10  Spectral libraries

In environmental analysis, NIST MS library is widely used to match a spectrum to a list of standard spectra. However, a major drawback of the NIST MS Search is that now all chemicals are included and all spectral ions are at unit mass (for EI spectra library, also called mainlib)

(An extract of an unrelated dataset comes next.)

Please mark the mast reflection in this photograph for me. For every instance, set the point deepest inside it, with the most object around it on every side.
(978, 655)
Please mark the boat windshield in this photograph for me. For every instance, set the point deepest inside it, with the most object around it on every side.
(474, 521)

Below figure shows a relatively good spectral match for a standard if only nominal or even at 0.1 decimal m/z:

Spectral matching using MS-DIAL

10.1 MatchMS

https://matchms.readthedocs.io/en/latest/

10.2 IN SILICO FRAGMENTATION

There are several openly available models that have recently been published to predict the fragmentation patterns of GC-EI MS.

10.2.1 Metfrag

10.2.2 Sirius CSI FingerID


- Need to convert msp to mgf format
- If generating mgf file, then it needs to be saved as UTF-8 (UTF-8 with BOM doesnt work with Sirius)
- For GC data:
BEGIN IONS
PEPMASS=
NAME=
MOLECULARFORMULA=
CHARGE=1
ADDUCT=[M]+
MSLEVEL=2
mz “tab” intensity
END IONS

where the “tab” is tab key between the mz and intensity value pair

when using MSLEVEL=2, then isotopes of precursor ion will not be matched. IF needed then

10.2.3 CFM-ID

In silico fragmentation:
Help file: https://sourceforge.net/p/cfm-id/wiki/Home/

Use instructions:

  • If you are using EI-MS (GC-MS) data, please use the ei_ms_model provided.
  • Note that lpsolve55.dll must also be included in the same directory as the executables. This file can be found in the development version of LPSolve (e.g. lp_solve_5.5.2.0_dev_win32.zip), which can be downloaded from https://sourceforge.net/projects/lpsolve/files/lpsolve/5.5.2.5/lp_solve_5.5.2.5_dev_win32.zip/download.

Cfm-predict

COMMAND:
cfm-predict.exe <smiles_or_inchi_or_file> <prob_thresh> <param_file> <config_file> <annotate_fragments> <output_file_or_dir> <apply_postproc> <suppress_exceptions>


EXAMPLE (naphthalene):
cfm-predict.exe InChI=1S/C10H8/c1-2-6-10-8-4-3-7-9(10)5-1/h1-8H 0.001 D:/Program/cfm-id-2.4_win32/ei_nn_iso_new/param_output.log D:/Program/cfm-id-2.4_win32/ei_nn_iso_new/param_config.txt 0 D:/Program/cfm-id-2.4_win32/test/output.msp


EXAMPLE (.txt file as input):
cfm-predict.exe D:/Program/cfm-id-2.4_win32/test/input.txt 0.001 D:/Program/cfm-id-2.4_win32/ei_nn_iso_new/param_output.log D:/Program/cfm-id-2.4_win32/ei_nn_iso_new/param_config.txt 0 D:/Program/cfm-id-2.4_win32/test/output.msp




10.3 NEIMS

Help files: https://github.com/brain-research/deep-molecular-massspec




10.4 DeepEI

Help files: https://github.com/hcji/DeepEI
https://github.com/hcji/DeepEI/blob/master/Usage.ipynb




10.5 QCxMS

This program only runs on LINUX SERVER.

PREPARATION - Download the latest version of QCxMS at: https://github.com/qcxms/QCxMS/releases/
- Download the lates PlotMS version at: https://github.com/qcxms/PlotMS/releases/ and copy to the same folder as QCxMS
- Copy the .XTBPARAM folder and the .mass_raw.agr files to /home/ORUNET.ORU.SE/twg/

  1. Prepare a file with the equilibrium structure of your desired molecule. Important: This file has to be named coord (without file extension) and should have the TURBOMOLE coord format (tmol).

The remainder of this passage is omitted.